I agree with Chris that the lack of blogospheric coverage of the Jena 6 is telling as to the tenuous relationship between the online left and what's more traditionally been the left. Indeed, I've been part of this problem. That's largely because I haven't known what to say, and kept trying to figure out how to link to this Courtney Martin article on the subject while still adding some valuable commentary. But I've got sadly little to add.
I will say that the bizarrely long prison sentences imposed on the Jena 6 are obviously racist retaliation, and should be beaten back as such. But the disproportionate sentences that millions of black men get everyday for reasons that aren't explicitly racist, but have to do with -- let's face it -- an institutionally racist criminal justice system, are in some ways a bigger problem, and if the plight of the Jena 6 could lead to a broader conversation as to what the fuck we're doing, that would be positive.
Okay, I've long repeated the New York Times' finding that Hillary Clinton was Congress's second-largest recipient of health industry money. According to Media Matters, that report was bullshit:
the number includes donations from individual health care professionals, such as nurses and doctors, and neither Thrush nor the Times noted that if only health care political action committee (PAC) donations were considered -- that is, donations from the actual health care "industry" -- Clinton drops off the list of top 25 congressional recipients of health care industry money entirely.[...]
According to an updated Center for Responsive Politics (CRP) analysis of Clinton's campaign contributions -- which includes the contributions Clinton received for the entire 2006 cycle -- if contributions from individuals who are employed in the health care sector are excluded, Clinton would not even make the list of the top 25 congressional recipients of contributions from the health care industry for the 2006 election cycle. It is only when contributions from individuals are included that Clinton jumps to second place. This information and these rankings are updated on a quarterly basis by the CRP.
So it appears that that funding was an artifact of Clinton simply raising a lot more money than anyone else, and a certain number of rich people who donate to her are...doctors. The folks you'd worry about largely operate through PACs. Good to know.

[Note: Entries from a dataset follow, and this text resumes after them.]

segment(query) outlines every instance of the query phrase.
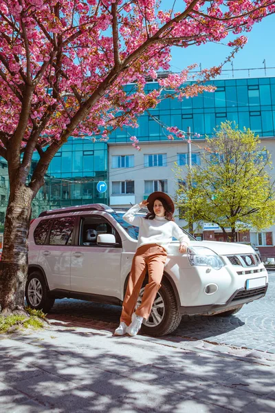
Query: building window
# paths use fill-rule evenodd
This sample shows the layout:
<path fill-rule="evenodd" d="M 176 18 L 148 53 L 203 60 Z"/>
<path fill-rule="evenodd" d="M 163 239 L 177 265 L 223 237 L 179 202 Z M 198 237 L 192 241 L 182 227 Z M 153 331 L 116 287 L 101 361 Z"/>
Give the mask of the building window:
<path fill-rule="evenodd" d="M 168 192 L 167 180 L 144 181 L 144 193 L 151 193 L 155 191 Z"/>
<path fill-rule="evenodd" d="M 273 245 L 272 233 L 258 233 L 258 245 L 265 246 L 265 245 Z"/>
<path fill-rule="evenodd" d="M 144 167 L 167 167 L 166 153 L 144 155 Z"/>
<path fill-rule="evenodd" d="M 192 165 L 201 165 L 201 156 L 200 153 L 191 153 Z M 178 153 L 177 154 L 177 165 L 179 166 L 187 165 L 188 163 L 188 153 Z"/>
<path fill-rule="evenodd" d="M 134 156 L 122 155 L 112 156 L 112 168 L 133 168 Z"/>
<path fill-rule="evenodd" d="M 112 182 L 112 193 L 135 193 L 135 181 L 113 181 Z"/>

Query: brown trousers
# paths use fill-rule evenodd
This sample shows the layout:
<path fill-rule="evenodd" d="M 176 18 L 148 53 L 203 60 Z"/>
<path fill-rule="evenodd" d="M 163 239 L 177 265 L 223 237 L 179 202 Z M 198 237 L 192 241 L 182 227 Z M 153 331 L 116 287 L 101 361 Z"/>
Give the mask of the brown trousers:
<path fill-rule="evenodd" d="M 132 268 L 122 304 L 120 322 L 129 326 L 131 317 L 137 305 L 138 298 L 145 275 L 148 271 L 148 282 L 144 288 L 140 306 L 135 311 L 137 315 L 147 319 L 152 308 L 155 296 L 161 286 L 167 253 L 157 244 L 148 244 L 140 246 L 133 258 Z"/>

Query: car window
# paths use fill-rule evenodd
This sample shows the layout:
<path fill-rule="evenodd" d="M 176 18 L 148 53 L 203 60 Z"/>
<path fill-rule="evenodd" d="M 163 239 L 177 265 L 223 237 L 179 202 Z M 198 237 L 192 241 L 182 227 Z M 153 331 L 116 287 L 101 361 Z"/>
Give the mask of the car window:
<path fill-rule="evenodd" d="M 76 220 L 75 217 L 54 220 L 50 233 L 50 245 L 72 245 Z"/>
<path fill-rule="evenodd" d="M 115 220 L 118 221 L 119 224 L 120 224 L 121 226 L 126 231 L 126 232 L 130 235 L 130 237 L 131 237 L 134 240 L 138 240 L 139 231 L 138 226 L 134 226 L 133 225 L 131 225 L 131 224 L 128 224 L 128 222 L 126 222 L 126 221 L 124 221 L 122 218 L 124 213 L 114 212 L 111 213 L 110 215 L 111 215 L 112 217 L 113 217 Z M 140 214 L 140 215 L 142 215 L 142 214 Z M 143 216 L 145 216 L 145 215 Z M 196 238 L 191 235 L 191 234 L 188 233 L 187 231 L 186 231 L 181 226 L 179 226 L 179 228 L 181 229 L 183 233 L 188 235 L 189 240 L 190 240 L 191 241 L 196 240 Z M 176 238 L 173 237 L 173 240 L 177 241 Z"/>
<path fill-rule="evenodd" d="M 38 245 L 43 245 L 47 238 L 47 233 L 51 225 L 52 220 L 43 220 L 40 221 L 34 232 L 34 242 Z"/>
<path fill-rule="evenodd" d="M 79 245 L 98 246 L 97 237 L 100 234 L 113 234 L 116 242 L 120 237 L 115 229 L 103 217 L 83 217 L 80 223 Z"/>

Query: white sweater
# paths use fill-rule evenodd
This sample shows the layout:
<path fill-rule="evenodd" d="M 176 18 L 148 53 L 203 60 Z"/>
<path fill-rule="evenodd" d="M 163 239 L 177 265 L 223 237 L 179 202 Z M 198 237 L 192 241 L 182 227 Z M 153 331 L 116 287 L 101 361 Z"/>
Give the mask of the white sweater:
<path fill-rule="evenodd" d="M 122 218 L 129 224 L 140 227 L 138 247 L 147 244 L 157 244 L 166 251 L 169 244 L 175 237 L 180 243 L 189 245 L 188 237 L 182 231 L 173 221 L 168 221 L 164 217 L 157 217 L 153 220 L 146 220 L 142 215 L 135 215 L 140 209 L 138 204 L 134 205 Z"/>

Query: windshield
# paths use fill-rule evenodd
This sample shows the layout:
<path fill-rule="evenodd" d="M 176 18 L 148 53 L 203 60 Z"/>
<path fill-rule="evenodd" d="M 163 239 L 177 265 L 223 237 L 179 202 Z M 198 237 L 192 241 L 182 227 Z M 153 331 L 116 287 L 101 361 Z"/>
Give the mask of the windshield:
<path fill-rule="evenodd" d="M 120 224 L 123 229 L 126 231 L 126 232 L 130 235 L 130 237 L 131 237 L 134 240 L 138 240 L 139 230 L 138 226 L 134 226 L 133 225 L 131 225 L 131 224 L 128 224 L 128 222 L 126 222 L 122 218 L 124 214 L 124 213 L 113 212 L 110 215 L 111 215 L 111 216 L 113 217 L 119 224 Z M 185 229 L 184 229 L 181 226 L 179 228 L 182 229 L 182 232 L 184 232 L 185 234 L 186 234 L 186 235 L 188 235 L 189 240 L 190 240 L 191 241 L 196 240 L 196 238 L 191 235 L 191 234 L 188 233 L 187 231 L 185 231 Z M 173 240 L 175 240 L 175 238 L 173 238 Z"/>

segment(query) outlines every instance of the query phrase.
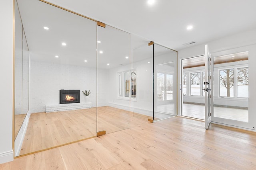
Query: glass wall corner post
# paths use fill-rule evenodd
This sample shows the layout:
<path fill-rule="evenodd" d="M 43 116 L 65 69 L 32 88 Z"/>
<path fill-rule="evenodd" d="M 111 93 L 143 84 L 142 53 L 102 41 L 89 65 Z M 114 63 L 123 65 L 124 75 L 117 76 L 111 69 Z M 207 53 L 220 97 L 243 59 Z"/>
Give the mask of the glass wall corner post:
<path fill-rule="evenodd" d="M 134 100 L 133 116 L 153 122 L 153 43 L 145 40 L 133 49 L 133 68 L 136 70 L 136 99 Z"/>
<path fill-rule="evenodd" d="M 97 22 L 97 135 L 130 127 L 136 70 L 131 68 L 130 35 Z"/>
<path fill-rule="evenodd" d="M 154 45 L 154 121 L 177 115 L 177 51 Z"/>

I don't quite agree with the DLC's contention that the three Democrats' healthcare plans "closely track the architecture for universal health coverage long advocated by the Progressive Policy Institute and the DLC," (every plan has a public option: Where was yours, DLC?), but whatever. It's certainly true that:
these differences [between Democratic plans] pale in comparison to the vast gulf that seems to be opening up in the two parties' approach to health care. President Bush continues to advocate an erosion of existing public programs on budgetary grounds, while offering nothing positive other than a variety of shopworn conservative policy gimmicks that really add up to an attack on collective purchasing of health insurance and even on the basic idea of spreading health care risks through insurance. With one exception, the Republican presidential candidate field echoes the atavistic Bush vision of a health care system in which individuals are left on their own to buy medical services in expensive and unregulated markets, with or without access to insurance. And the one exception, Mitt Romney, appears to be trying to distance himself from his own state of Massachusetts' universal health care initiative, which resembles the Clinton, Edwards, and Obama plans much more than those of any Republican.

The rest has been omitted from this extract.